Second, the facts on the ground are that only 10-15% of those who wind up on vents can be saved. Everyone else dies anyway, so that's what we're talking about here. If the facts are that 100,000 people are going to die then they are; we're now talking about a delta of 10,000 people or less than 1/5th of a moderate flu season in exchange for half the small businesses and an intentional economic depression being taken.
It is fine to urge people to "socially distance." It is fine to urge the elderly to shelter in place. It's even ok to ban mass-gatherings; after all, if there was a shooting war on would you allow theaters to operate with their lit marquees as the bombers flew overhead -- would that not be literally painting a target on hundreds of Americans at once?
But when you force closed businesses you do something that was not done even during actual wars. Businesses had their production diverted (those who lived through WWII were unable to buy tires for their cars as they were requisitioned for jeeps in battle) but actually forcing businesses closed? No. People went out, or not, as they deemed worth it during those times. A bomber might come. An air raid could happen with little or no warning. People in Britain faced V2s that were launched from German territory on a daily basis.
Some people decided to wait out the war in a bunker, cowering in fear but others went to work, baked bread and went about their businesses. The Allies won the war because we did not destroy our economy cowering in the corner at the point of a federal or state government gun.
Every time you claim some firm or operation or job is not "essential" that is someone who you destroy. You do it on the claim that it will keep others from dying, but that's speculative. You do not know -- you have a model, and it might be right or it might be wrong. The facts are that even without an overloaded medical system in the US today the data is that roughly 9 out of 10 people who wind up on a vent with this virus die anyway. That's the maximum size of the group you can save; everyone else has their path through this virus determined; if they're going to be ok, then they will, and if they would die on a vent they will still die without a vent.
Nothing changes for all but that tiny group of people.
Further, even if the system overloads and triage is appropriate or even necessary those who decide to operate their factory or go about their day knowing that a bomber might appear or a V2 might fall on their head made the decision.
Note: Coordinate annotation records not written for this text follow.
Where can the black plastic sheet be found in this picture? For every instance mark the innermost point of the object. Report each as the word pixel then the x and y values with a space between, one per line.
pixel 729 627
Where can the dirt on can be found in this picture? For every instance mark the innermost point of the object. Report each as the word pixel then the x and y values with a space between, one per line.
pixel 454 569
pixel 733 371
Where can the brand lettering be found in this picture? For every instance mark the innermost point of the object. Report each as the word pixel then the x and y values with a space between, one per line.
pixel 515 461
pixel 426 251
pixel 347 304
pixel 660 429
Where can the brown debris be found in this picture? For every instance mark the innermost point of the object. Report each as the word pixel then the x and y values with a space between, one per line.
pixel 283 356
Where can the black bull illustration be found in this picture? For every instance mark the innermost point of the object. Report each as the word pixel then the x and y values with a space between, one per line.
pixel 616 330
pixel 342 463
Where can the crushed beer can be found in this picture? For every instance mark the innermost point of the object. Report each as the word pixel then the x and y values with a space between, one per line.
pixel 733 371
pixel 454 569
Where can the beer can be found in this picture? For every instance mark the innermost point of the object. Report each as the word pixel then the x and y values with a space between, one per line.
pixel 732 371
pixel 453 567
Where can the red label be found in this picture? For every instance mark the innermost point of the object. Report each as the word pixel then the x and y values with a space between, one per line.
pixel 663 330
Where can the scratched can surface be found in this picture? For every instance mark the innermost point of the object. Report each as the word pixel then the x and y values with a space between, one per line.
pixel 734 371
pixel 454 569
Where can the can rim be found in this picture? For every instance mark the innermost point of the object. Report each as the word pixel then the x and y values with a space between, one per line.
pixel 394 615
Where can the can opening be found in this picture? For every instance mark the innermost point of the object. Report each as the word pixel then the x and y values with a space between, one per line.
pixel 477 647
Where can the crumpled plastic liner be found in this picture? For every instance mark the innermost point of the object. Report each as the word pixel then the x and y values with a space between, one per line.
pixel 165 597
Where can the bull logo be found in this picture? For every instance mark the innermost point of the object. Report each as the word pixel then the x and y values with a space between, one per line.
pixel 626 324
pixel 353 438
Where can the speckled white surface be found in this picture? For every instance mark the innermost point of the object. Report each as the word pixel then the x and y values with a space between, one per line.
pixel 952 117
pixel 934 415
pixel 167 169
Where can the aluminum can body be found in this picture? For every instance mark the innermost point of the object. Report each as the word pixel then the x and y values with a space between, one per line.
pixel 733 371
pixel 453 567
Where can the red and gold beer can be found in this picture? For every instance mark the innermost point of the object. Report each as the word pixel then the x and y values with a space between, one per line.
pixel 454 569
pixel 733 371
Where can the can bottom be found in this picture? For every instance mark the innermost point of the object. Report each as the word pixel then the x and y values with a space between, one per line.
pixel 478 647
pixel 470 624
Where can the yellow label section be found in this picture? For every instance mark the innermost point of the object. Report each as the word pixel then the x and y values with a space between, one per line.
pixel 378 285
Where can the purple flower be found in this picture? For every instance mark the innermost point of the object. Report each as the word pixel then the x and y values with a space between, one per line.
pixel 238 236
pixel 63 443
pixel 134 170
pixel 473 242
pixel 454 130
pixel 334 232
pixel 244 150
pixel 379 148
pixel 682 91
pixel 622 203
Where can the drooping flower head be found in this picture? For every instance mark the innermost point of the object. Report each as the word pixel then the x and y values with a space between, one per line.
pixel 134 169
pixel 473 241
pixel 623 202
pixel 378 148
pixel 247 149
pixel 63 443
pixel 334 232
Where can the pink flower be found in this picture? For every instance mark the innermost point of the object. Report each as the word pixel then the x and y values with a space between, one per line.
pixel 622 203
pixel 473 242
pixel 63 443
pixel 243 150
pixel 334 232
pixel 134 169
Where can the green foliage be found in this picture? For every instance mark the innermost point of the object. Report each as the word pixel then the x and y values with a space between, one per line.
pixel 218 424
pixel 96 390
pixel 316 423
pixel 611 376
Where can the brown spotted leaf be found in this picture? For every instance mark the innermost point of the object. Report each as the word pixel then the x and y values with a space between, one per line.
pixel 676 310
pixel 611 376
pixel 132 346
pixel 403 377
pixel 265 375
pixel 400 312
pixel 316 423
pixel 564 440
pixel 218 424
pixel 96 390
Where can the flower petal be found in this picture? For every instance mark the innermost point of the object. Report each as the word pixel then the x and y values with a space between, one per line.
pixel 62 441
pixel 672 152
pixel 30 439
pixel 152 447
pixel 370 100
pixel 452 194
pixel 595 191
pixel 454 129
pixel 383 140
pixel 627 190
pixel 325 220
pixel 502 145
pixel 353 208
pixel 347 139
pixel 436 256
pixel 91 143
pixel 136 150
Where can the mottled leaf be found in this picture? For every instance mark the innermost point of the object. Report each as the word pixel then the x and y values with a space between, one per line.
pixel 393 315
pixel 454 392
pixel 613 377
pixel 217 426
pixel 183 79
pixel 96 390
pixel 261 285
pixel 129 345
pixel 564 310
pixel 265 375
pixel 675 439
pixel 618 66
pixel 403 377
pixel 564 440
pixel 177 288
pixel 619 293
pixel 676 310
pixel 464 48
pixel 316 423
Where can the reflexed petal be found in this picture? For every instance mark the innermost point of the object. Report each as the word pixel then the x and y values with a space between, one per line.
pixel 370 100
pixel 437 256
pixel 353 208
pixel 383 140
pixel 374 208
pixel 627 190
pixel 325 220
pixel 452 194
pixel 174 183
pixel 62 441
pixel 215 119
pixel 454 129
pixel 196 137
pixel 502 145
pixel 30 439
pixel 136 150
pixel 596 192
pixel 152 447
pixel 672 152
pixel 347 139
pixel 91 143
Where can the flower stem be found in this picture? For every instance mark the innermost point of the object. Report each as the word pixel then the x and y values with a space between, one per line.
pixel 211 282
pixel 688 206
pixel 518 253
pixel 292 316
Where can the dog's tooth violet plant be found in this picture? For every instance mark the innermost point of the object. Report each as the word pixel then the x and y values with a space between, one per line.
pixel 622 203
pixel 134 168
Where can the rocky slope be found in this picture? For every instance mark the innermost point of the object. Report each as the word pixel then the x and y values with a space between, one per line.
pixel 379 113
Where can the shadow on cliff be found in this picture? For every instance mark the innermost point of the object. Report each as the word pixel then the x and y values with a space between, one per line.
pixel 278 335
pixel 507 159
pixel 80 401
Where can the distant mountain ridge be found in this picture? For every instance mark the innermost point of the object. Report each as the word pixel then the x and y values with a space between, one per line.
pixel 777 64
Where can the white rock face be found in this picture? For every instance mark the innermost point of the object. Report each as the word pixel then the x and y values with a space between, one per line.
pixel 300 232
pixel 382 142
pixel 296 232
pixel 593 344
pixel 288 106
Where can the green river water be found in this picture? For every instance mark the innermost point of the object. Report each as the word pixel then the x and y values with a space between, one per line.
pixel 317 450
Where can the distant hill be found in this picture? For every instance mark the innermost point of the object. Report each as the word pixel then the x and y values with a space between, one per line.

They acted as adults, which is their right in any free society.
We no longer live in a free society.
Maybe you think that's worth it, but how many people will commit suicide? How many people will decide to drug or drink themselves to death? How many old people who are cooped up in the last year of their life die anyway without the social interaction and enjoyment of their friends? Death comes to us all and why is it my right to tell you as an older person that you must live with no visitors for your last two months in a nursing home because everyone is barred from coming to see you? What if you would choose to take the risk and enjoy time with your family members?
WHAT GIVES YOU THE RIGHT TO FORCE A SENIOR INTO ISOLATION AGAINST THEIR WILL?
Is this a free nation or a National Gulag?
THAT is what nobody is taking into account.
And, of course, we have Sweden. A nation that has looked at the very same data and the same experts our government has and refused to lock down and has told their citizens that they are adults and are expected to act like one. If they turn out to be right and we are wrong then whether this is a nation and people that deserves any respect, down to a single person, depends on whether one of the people involved in these decisions retains their jobs, their homes, their pensions, their jobs, even their underwear.
It will not be long before we know whether this was justified -- or whether Sweden was right and we were wrong.